In the scatterplot, we can see that there is a considerable amount of variability in the data, with many points spread out across the range of suicide rates for both males and females. This indicates that there is not a perfect relationship between sex and suicide rate, as there are many factors that could influence suicide rates in a given country. However, we can still see a general trend of higher suicide rates among males compared to females, which is supported by the positive correlation coefficient we calculated.

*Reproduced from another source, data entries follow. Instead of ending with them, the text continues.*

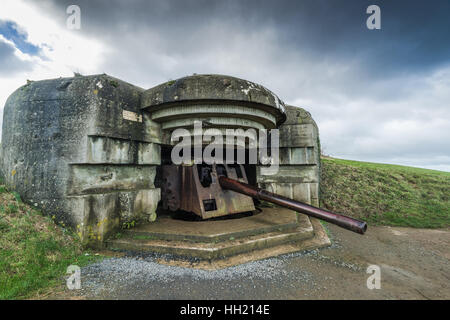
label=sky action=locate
[0,0,450,171]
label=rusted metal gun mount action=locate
[161,164,367,234]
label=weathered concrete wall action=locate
[0,75,320,246]
[257,106,320,206]
[0,75,161,245]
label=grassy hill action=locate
[0,184,96,300]
[321,157,450,228]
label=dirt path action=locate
[47,225,450,299]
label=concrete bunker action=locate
[0,74,326,251]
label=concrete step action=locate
[107,219,314,260]
[123,208,302,243]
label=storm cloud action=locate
[2,0,450,171]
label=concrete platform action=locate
[107,208,330,269]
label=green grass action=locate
[0,182,99,299]
[321,157,450,228]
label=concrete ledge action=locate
[107,208,331,269]
[122,208,306,243]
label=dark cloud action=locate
[17,0,450,170]
[0,39,32,77]
[36,0,450,77]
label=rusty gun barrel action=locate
[219,176,367,234]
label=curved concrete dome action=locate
[141,75,286,141]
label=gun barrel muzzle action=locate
[219,176,367,234]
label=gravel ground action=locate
[50,225,450,299]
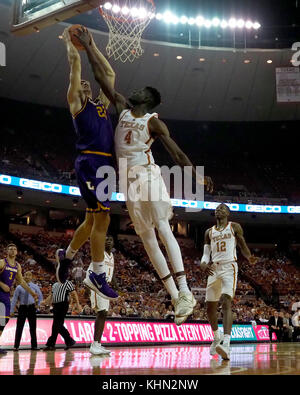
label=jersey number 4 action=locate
[124,130,132,144]
[217,241,226,252]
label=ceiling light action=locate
[220,20,228,29]
[204,19,212,29]
[104,2,112,10]
[228,18,237,29]
[112,4,121,14]
[212,18,221,27]
[196,16,204,26]
[237,19,245,29]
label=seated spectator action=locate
[292,308,300,342]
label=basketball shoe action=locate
[209,334,223,355]
[173,292,197,325]
[90,342,110,355]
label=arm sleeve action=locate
[10,286,20,312]
[35,285,44,306]
[201,244,211,265]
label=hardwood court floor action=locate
[0,342,300,375]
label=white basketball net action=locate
[100,0,155,63]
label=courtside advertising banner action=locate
[1,318,276,347]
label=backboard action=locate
[10,0,103,36]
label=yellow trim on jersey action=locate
[81,150,112,156]
[72,96,88,119]
[231,264,236,298]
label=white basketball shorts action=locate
[126,165,173,234]
[90,291,109,313]
[205,262,238,302]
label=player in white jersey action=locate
[200,203,257,360]
[77,27,212,325]
[88,236,114,355]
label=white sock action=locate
[157,220,184,273]
[66,246,78,259]
[140,229,178,299]
[92,261,105,274]
[177,274,191,293]
[223,335,230,346]
[163,277,178,299]
[213,329,220,339]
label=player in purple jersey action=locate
[56,28,118,299]
[0,244,38,355]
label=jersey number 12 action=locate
[217,241,226,252]
[124,130,132,144]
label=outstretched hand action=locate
[74,26,93,48]
[61,27,71,43]
[248,255,258,265]
[196,174,214,193]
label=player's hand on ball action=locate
[74,26,92,47]
[62,27,71,42]
[248,255,258,265]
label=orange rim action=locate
[99,0,155,23]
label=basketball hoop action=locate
[99,0,155,63]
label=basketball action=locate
[69,25,84,51]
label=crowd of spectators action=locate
[0,100,300,204]
[0,231,300,332]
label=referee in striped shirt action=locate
[41,280,82,351]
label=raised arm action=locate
[62,28,85,115]
[75,28,128,115]
[232,222,257,264]
[91,36,116,108]
[149,117,213,193]
[16,264,38,301]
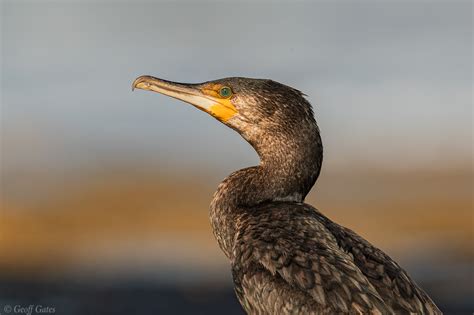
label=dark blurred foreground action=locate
[0,266,474,315]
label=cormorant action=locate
[133,76,441,314]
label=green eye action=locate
[219,86,232,98]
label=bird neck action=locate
[210,127,323,258]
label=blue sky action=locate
[1,1,473,175]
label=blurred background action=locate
[0,0,474,315]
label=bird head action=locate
[132,76,316,145]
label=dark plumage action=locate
[133,77,441,314]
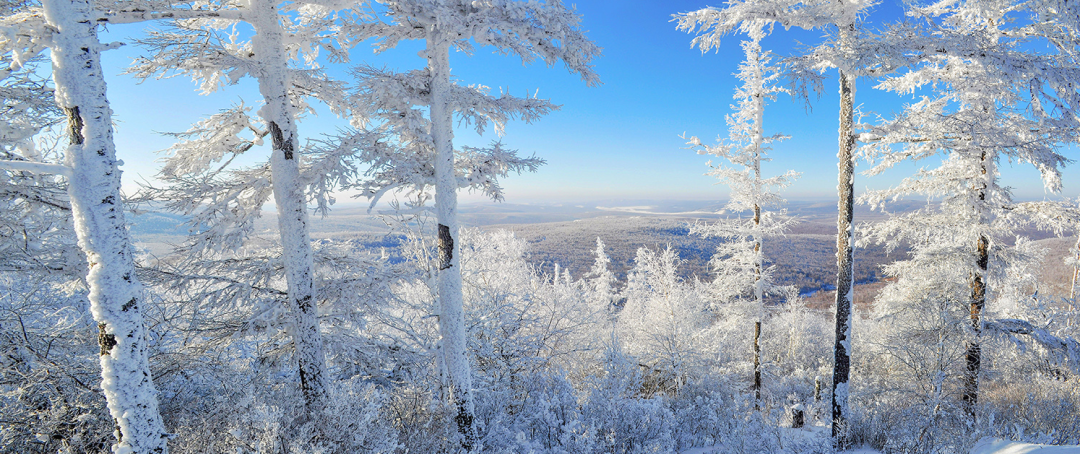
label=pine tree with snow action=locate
[120,0,373,417]
[674,0,874,438]
[345,0,599,450]
[864,0,1080,417]
[2,0,166,453]
[689,24,798,400]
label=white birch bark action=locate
[252,0,326,416]
[43,0,167,454]
[427,32,476,451]
[1069,199,1080,301]
[833,24,855,448]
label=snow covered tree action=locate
[584,237,618,324]
[865,0,1080,416]
[122,0,371,416]
[616,246,712,396]
[3,0,166,453]
[345,0,599,450]
[689,23,798,400]
[675,0,874,438]
[1069,198,1080,301]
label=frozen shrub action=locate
[582,343,675,454]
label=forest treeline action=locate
[0,0,1080,454]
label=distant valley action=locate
[132,200,1075,298]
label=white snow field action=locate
[971,438,1080,454]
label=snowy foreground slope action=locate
[681,426,1080,454]
[971,438,1080,454]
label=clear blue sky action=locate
[102,0,1080,206]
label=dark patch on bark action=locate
[269,121,296,160]
[438,224,454,269]
[454,399,476,453]
[64,106,85,145]
[97,323,117,357]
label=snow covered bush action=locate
[582,339,675,454]
[0,272,116,453]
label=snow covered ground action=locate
[971,438,1080,454]
[683,429,1080,454]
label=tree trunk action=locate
[963,236,989,418]
[43,0,167,454]
[252,0,327,417]
[427,29,476,451]
[1069,221,1080,301]
[963,151,990,419]
[754,204,765,402]
[746,36,765,409]
[833,32,855,449]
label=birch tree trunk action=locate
[963,151,990,419]
[252,0,327,416]
[427,29,476,451]
[1069,212,1080,301]
[42,0,167,454]
[833,24,855,449]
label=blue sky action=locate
[102,0,1080,206]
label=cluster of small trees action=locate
[0,0,1080,453]
[675,0,1080,446]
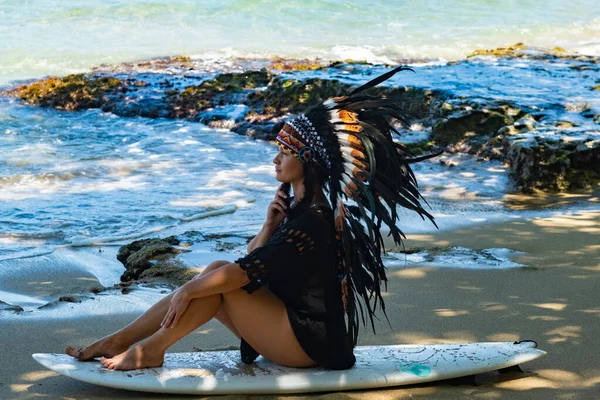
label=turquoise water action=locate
[0,0,600,85]
[0,0,600,313]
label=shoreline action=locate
[0,211,600,400]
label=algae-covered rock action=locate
[0,300,24,313]
[8,74,126,111]
[507,137,600,193]
[431,109,513,146]
[246,78,351,115]
[117,236,183,282]
[166,69,272,118]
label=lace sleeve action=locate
[235,225,316,293]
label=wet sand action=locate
[0,211,600,400]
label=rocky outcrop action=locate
[8,74,126,111]
[0,300,23,313]
[117,236,190,282]
[507,137,600,193]
[5,48,600,194]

This suggests that sex is a factor that can help predict suicide rates, but it is not the only factor, as there is still a significant amount of variability in the data. Overall, the scatterplot and correlation coefficient provide useful information about the relationship between sex and suicide rates, but further analysis would be needed to fully understand the factors that contribute to suicide rates in different countries.